Avec son siège social situé à Limoges, l’Anfass a pour ambition d’ouvrir une délégation dans chaque département. À l’heure actuelle, plus d’un tiers existe dont une délégation située à Urt. L’association tient tout de même à préciser qu’elle ne met pas en place une milice «car nous ne sommes pas armés» selon Mme Tarraso membre de l’association. Il s’agit d’un réseau d’information, basé sur l’observation. Les personnes adhérentes «participent à la défense de la Nation, à la prévention des conflits et à la protection de la population».
Chaque délégué départemental est la personne vers laquelle sont rapatriées les informations et elle est la seule habilitée à entrer en contact avec les Services Officiels (gendarmerie, police, RG…). Le délégué est aussi entouré d’avocats, magistrats et autres conseillers.

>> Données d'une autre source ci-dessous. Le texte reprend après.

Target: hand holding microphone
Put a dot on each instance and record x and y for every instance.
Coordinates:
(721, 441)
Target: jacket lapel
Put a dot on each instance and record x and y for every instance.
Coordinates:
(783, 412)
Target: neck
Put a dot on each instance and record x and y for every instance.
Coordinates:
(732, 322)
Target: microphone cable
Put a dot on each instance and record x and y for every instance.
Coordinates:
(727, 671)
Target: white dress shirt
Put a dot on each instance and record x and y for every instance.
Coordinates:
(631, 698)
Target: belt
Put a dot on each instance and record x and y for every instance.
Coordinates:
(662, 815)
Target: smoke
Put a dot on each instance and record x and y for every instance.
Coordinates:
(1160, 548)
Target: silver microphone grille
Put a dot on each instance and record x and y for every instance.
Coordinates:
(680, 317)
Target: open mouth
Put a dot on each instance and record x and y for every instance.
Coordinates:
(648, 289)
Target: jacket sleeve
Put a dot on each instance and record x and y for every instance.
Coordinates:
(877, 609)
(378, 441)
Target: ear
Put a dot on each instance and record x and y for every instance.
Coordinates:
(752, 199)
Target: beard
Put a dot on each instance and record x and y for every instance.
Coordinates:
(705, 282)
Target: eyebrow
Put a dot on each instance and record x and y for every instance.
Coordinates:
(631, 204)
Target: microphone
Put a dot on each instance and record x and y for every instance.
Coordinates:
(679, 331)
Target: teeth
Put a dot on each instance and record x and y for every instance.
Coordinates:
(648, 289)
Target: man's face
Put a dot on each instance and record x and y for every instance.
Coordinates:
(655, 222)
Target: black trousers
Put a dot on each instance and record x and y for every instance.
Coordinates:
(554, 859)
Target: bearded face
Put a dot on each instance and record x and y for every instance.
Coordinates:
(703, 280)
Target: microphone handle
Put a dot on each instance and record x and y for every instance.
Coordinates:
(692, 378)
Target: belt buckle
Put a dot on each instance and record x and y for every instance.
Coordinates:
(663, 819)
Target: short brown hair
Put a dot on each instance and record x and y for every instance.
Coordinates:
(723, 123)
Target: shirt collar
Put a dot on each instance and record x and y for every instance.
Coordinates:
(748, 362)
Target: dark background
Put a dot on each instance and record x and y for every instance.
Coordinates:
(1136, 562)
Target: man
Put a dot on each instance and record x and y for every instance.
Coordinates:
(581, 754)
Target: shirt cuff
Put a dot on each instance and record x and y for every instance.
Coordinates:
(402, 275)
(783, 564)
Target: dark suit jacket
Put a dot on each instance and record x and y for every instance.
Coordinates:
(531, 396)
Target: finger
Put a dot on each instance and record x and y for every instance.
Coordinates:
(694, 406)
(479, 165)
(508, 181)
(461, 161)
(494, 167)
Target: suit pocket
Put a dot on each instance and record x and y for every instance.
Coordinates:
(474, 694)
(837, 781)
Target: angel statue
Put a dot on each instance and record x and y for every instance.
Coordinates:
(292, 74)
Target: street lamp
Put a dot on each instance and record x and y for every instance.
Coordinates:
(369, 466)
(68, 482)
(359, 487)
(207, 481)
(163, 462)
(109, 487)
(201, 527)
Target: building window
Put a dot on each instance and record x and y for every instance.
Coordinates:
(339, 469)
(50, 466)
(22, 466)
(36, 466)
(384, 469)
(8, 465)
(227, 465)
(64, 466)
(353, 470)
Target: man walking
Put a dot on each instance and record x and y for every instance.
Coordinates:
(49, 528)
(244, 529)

L’Anfass se veut «une des réponses au problème de la délinquance», qui fait appel à l’esprit civique. L’association se pose dans un «rôle préventif», en s’appuyant sur «la vigilance».
Si elle se développe, peut-être aurez-vous la chance d’être «sauvé» par un voisin de l’Anfass…
Sébastien Soumagnas
Le Journal du Pays Basque, 13 février 2010.
Espion, lève-toi de Creuse ou de banlieue
L’Anfass est un club d’anciens des services de sécurité dont le président est guéretois. Tous prêts à reprendre l’imper’ mastic comme supplétifs de la police, des RG ou des services secrets français.
Sans ce vigile en rangers et bomber noir qui filtrait les entrées de la grande salle de la mairie de Guéret, samedi matin, la réunion qui s’y tenait aurait eu l’air de n’importe quelles autres assemblées générales. D’ailleurs, c’en était une. Ou plutôt le Congrès national de l’Anfass pour Association nationale fraternelle des anciens des services de sécurité. Un «fraternelle» qui fleure bon sa maçonnerie et un bureau présidé par Claude Ranfaing, un Guérétois ancien du renseignement militaire durant la guerre d’Algérie. Face à lui, une assemblée… d’un certain âge.On devine que bon nombre sont, aussi, comme lui des anciens d’Algérie. Et de quelques autres guerres africaines.
Les plus jeunes sont logiquement passés par d’autres voies. Les commandos, la police, la gendarmerie, les services secrets voire la sécurité privée ? Tous membres de cette surprenante Anfass créée au début des années 2000 en marge de l’ACSR. Soit les Anciens combattants des services renseignements, une amicale de vétérans classique d’une arme qui l’est moins. L’Anfass, elle, s’est fondée sur une autre mission (…).
Éric Donzé - Le Populaire, 25/26 octobre 2009.